Entonces, algo le llamó la atención. El muro vibraba, como si le hubiesen proporcionado una descarga eléctrica. Al principio, pensó que se trataba de un nuevo terremoto, pero no tenía sentido. Los Vigilantes solo provocaban uno cada dos días, y apenas habían pasado unas horas desde el último. ¿Por qué vibraba el muro entonces?
Finnick observó cómo los profesionales empezaron a alejarse de él. Todos menos el chico del distrito 1, que había soltado la lanza y se acercaba a el cemento con cuidado.
-      ¡Eh, mirad! – gritó, sonriendo -. ¡Por aquí sale agua!
Los tributos soltaron un grito de alegría y se acercaron a la diminuta grieta por la que manaba un hilillo de agua.
Entonces, se oyó un crujido, y el muro se vino abajo.
Lo primero que Finnick vio fue cómo un enorme trozo de cemento caía sobre uno de los profesionales, aplastándolo.
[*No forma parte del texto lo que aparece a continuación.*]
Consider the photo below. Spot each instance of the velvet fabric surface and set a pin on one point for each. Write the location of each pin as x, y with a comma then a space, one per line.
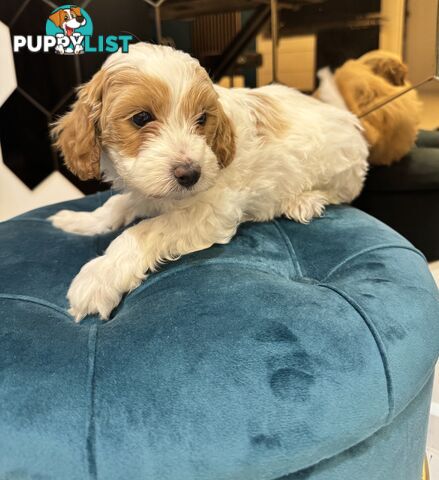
296, 351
Ni siquiera supo a cuál, porque, de repente, una enorme ola entró en el estadio, como si el mar hubiese invadido la Arena. Destrozó árboles, incluso la Cornucopia, que se desprendió del suelo, fragmentándose en trocitos de metal. Finnick se levantó, como acto reflejo, y, sin escuchar los gritos, tanto de los presentadores como de sus compañeros, salió casi corriendo de la habitación.
Annie, Annie, Annie.
Ella estaba en un estado de shock.
Ella no podría salir de la Arena por sí misma.
Había un número muy alto de probabilidades de que muriese a causa de la ola, bien ahogada o bien atravesada por un trozo de metal, una rama o aplastada por un trozo de cemento.
Y Finnick no podía permitirse perder a Annie también.
Sabía dónde estaba la sede de los Vigilantes, el lugar de tortura donde planeaban sus juegos. Una chica se lo había contado en una de sus citas en el Capitolio. Llegó a la puerta, una superficie de metal oscuro en la cual únicamente se veía una pantallita azul con cuatro cuadrados y un teclado numérico. Finnick sabía incluso la contraseña, así que introdujo los números, 09042013, con dedos temblorosos y la puerta se abrió.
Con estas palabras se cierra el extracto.